The solution lies in the new env argument. By leveraging cuda::std::execution, CUB provides a central endpoint that acts as a flexible “control panel” for your algorithm. Instead of rigidly defined function arguments, the environment enables you to create a combinatorial mix of any features you need. Whether you want to pair a custom stream with a specific memory pool, or combine strict deterministic requirements with a custom tuning policy, the env argument handles it all in a single, type-safe object.
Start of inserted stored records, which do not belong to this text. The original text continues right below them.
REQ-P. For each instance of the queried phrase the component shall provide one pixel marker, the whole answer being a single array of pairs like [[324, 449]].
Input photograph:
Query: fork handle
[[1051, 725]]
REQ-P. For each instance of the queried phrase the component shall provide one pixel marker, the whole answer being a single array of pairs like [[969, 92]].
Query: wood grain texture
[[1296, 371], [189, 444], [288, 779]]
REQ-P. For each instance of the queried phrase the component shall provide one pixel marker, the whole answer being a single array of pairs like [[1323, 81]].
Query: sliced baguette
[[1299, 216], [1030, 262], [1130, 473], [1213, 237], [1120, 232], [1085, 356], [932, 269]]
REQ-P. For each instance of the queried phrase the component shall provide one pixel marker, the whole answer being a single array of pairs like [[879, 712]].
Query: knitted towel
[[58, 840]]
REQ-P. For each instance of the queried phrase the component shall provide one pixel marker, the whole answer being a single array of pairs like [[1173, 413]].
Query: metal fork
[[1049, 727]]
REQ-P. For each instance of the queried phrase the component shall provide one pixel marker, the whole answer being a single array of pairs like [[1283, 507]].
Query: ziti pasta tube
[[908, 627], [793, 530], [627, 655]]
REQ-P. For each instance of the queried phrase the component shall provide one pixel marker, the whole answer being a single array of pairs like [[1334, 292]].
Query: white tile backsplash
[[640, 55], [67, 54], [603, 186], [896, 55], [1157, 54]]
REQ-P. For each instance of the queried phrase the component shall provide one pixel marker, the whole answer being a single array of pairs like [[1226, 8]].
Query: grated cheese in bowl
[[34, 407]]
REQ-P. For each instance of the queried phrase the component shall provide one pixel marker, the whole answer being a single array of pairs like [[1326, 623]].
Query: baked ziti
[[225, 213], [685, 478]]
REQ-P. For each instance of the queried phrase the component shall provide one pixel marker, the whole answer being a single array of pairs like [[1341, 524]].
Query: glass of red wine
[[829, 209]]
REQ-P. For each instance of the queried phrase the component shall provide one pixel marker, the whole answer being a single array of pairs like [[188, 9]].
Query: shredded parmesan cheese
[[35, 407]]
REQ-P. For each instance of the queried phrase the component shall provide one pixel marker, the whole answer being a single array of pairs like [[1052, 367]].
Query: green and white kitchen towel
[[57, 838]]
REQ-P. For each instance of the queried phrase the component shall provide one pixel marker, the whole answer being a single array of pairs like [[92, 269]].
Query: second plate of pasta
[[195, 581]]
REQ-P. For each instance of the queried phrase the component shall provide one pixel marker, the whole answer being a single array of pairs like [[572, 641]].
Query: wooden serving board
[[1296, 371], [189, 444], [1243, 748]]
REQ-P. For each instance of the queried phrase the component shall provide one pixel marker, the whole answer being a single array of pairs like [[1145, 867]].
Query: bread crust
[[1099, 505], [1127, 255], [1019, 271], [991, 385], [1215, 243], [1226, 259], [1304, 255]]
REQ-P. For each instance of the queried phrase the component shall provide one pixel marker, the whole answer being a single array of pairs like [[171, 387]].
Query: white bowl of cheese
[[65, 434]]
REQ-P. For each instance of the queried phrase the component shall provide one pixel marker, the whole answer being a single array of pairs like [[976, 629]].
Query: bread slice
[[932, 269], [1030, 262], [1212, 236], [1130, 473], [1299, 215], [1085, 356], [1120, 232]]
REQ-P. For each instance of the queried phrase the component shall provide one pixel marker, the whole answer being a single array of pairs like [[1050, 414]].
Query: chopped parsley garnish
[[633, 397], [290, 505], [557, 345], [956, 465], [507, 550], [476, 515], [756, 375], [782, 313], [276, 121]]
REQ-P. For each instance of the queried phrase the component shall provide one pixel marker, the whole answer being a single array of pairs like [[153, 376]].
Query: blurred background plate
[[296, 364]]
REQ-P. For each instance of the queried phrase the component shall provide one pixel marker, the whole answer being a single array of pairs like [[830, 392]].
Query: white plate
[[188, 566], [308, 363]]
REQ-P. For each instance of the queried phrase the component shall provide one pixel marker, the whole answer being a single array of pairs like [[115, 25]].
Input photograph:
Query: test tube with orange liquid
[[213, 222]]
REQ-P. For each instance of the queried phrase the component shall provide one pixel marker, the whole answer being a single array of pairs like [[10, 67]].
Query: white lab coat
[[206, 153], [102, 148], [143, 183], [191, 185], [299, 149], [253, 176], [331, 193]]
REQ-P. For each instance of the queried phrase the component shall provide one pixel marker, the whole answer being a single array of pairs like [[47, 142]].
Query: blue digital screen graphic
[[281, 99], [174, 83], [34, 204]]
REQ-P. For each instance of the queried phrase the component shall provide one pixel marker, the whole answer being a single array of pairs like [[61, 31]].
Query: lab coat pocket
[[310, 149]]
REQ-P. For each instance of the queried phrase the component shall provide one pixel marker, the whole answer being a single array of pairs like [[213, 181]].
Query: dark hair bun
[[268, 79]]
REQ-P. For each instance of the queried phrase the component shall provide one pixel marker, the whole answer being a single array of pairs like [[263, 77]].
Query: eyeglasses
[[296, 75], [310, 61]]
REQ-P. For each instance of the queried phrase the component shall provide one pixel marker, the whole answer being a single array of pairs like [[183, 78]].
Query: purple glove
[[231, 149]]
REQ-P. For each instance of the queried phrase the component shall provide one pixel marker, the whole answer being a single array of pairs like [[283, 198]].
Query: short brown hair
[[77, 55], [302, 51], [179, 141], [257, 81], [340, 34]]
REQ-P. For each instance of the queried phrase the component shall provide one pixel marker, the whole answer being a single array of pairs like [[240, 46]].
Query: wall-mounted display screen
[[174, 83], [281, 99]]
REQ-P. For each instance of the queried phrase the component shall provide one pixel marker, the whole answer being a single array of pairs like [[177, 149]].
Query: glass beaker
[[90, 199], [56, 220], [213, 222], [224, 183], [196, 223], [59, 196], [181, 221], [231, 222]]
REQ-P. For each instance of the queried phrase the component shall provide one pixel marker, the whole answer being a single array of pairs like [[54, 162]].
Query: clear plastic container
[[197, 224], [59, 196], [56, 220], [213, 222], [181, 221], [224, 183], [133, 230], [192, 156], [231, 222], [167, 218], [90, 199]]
cuda::stream custom_stream{cuda::device_ref{0}};
auto memory_prop = cuda::std::execution::prop{cuda::mr::get_memory_resource,
cuda::device_default_memory_pool(cuda::device_ref{0})};
auto env = cuda::std::execution::env{custom_stream.get(), memory_prop};
DeviceScan::ExclusiveSum(d_input, d_output, num_items, env);
CUB currently provides the following algorithms that support the environment interface, with more to come:
- cub::DeviceReduce::Reduce
- cub::DeviceReduce::Sum
- cub::DeviceReduce::Min/Max/ArgMin/ArgMax
- cub::DeviceScan::ExclusiveSum
- cub::DeviceScan::ExclusiveScan
For up-to-date progress of the new environment based overloads, see the CUB device primitives tracking issue on the NVIDIA/cccl GitHub repo.
Get started with CUB
By replacing the verbose two-phase pattern with a streamlined single-call interface, CUB offers a modern API that eliminates boilerplate without adding overhead. By leveraging the extensible env argument, you gain a unified control panel to seamlessly mix memory resources, streams, and other facilities. You’re encouraged to adopt this new standard to simplify your codebase and fully harness the computational power of your GPU. Download CUDA 13.1 or later and start using these single-call APIs.